How do you develop and achieve integrated EMS? Learning outcomes from working with horticultural industries and catchment management bodies.
Queensland Primary Industries & Fisheries, Redlands Research Station, 26 Delancey St Cleveland Qld 4163, Email firstname.lastname@example.org
Over the past nine months two horticultural industries have been engaged to develop two separate EMS systems. This presentation will explore the learning outcomes from the EMS development process. In the first instance the stages of exposure are explored in relation to primary industry service providers’ and producers’ reaction to EMS in light of their various backgrounds. The process of adoption and resistance to change are then explored from stakeholder fears and the various points of view from the landholder, industry, Natural Resource Management catchment groups and agricultural scientists.
The presentation discusses the balance required when developing a new tool to complement those existing in the industry, with the aim being to provide a comprehensive EMS without replacing any that have been accepted and adopted in each of the industries. The important points of an EMS are discussed with particular emphasis on knowing where to stop and how to ensure validity and accuracy of information, and its application to specific industry practices.
The case study will also compare and contrast the style of EMS implementation for each production industry. Including the overarching question: What will producers gain from EMS? Thus deriving the aims of EMS for each industry, the case study then explores how the tools and programs are structured to suit industry needs and what industry representatives hope to gain from using an EMS.
Integrated EMS, EMS development, producer tools, stakeholders.
The Queensland flower and turf associations are joint partners with Queensland Primary Industries and Fisheries (QPIF) in an environmental management systems (EMS) project. A successful application resulted in funding for one full-time staff member for three years. The project aims to develop, trial and deliver a farm management system (FMS) for each industry.
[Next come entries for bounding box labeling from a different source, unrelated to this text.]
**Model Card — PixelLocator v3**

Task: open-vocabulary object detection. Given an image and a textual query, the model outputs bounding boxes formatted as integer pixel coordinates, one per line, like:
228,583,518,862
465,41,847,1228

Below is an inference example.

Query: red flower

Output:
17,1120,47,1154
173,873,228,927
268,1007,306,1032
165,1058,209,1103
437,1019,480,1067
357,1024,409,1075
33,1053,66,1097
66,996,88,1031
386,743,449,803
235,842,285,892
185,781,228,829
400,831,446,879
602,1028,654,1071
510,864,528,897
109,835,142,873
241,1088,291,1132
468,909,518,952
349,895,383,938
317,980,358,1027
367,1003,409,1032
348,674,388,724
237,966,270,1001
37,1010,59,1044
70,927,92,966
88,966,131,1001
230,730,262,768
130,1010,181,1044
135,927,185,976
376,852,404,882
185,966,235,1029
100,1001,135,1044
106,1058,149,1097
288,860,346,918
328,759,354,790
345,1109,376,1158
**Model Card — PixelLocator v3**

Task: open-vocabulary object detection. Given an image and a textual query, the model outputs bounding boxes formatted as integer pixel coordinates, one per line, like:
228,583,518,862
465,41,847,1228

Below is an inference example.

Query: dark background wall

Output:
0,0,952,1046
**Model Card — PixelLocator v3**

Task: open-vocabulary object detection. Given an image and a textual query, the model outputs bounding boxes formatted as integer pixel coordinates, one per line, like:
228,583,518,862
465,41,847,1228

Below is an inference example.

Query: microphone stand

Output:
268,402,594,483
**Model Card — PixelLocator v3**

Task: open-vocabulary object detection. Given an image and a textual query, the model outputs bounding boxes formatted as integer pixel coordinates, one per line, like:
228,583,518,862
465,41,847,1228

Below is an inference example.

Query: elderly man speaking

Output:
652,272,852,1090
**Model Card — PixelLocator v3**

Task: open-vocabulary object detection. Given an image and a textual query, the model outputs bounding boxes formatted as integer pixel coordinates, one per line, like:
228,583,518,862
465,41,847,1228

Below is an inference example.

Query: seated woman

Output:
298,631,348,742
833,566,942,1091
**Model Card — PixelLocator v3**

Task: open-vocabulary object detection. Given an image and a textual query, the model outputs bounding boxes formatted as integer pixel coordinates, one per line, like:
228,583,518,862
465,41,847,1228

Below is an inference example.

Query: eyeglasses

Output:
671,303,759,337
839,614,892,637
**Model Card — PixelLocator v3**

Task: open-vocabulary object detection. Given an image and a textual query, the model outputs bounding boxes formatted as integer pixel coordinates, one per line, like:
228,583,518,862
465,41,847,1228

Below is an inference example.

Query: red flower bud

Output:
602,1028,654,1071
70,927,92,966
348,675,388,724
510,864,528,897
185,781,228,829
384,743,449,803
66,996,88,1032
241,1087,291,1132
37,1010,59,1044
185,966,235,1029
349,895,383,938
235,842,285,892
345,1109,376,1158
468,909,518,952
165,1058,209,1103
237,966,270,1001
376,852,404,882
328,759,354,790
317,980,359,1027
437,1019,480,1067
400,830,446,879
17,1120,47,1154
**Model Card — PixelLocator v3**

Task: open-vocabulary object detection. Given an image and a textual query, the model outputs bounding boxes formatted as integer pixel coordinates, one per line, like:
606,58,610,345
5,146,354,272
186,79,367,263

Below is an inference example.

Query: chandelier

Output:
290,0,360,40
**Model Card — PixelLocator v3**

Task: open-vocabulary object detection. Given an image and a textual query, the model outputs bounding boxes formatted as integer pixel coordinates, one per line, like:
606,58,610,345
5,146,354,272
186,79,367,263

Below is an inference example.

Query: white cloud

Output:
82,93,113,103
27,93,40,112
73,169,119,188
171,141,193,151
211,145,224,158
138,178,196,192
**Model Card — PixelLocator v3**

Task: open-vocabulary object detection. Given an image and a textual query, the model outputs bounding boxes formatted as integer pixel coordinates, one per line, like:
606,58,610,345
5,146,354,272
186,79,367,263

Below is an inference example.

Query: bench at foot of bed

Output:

The aim of the project is to describe best management practices for crop nutrition, environment, business and finances. At present, the project has been running for one year and final drafts of the tools for turf and cut flower producers are available. The tools have integrated existing industry management guides, such as workplace health and safety (WH&S) and business/financial management. In consultation with Natural Resource Management (NRM) groups, the FMS program has also been expanded to meet specific catchment guidelines and aims, for example, in relation to soil management and nutrient control.
The Queensland cut flower industry has gross annual returns of $125 million. Flower production in Queensland consists of traditional species grown largely in hydroponic and climate-controlled facilities, as well as in-ground native flower production. The majority of native flowers are exported to Japan and Europe, while traditional flowers are very popular for Mothers’ Day and Valentine’s Day. There are approximately 150 growers in Queensland, 50 of which are members of Flower Association of Queensland Incorporated (FAQI).
The turf industry of Queensland has an annual gross income of $81 million, with the majority of turf used domestically for new housing developments, sports facilities, council parks and roadsides. There are approximately 152 turf producers in Queensland, 84 of which are active members of the Queensland Turf Producers Association (QTPA).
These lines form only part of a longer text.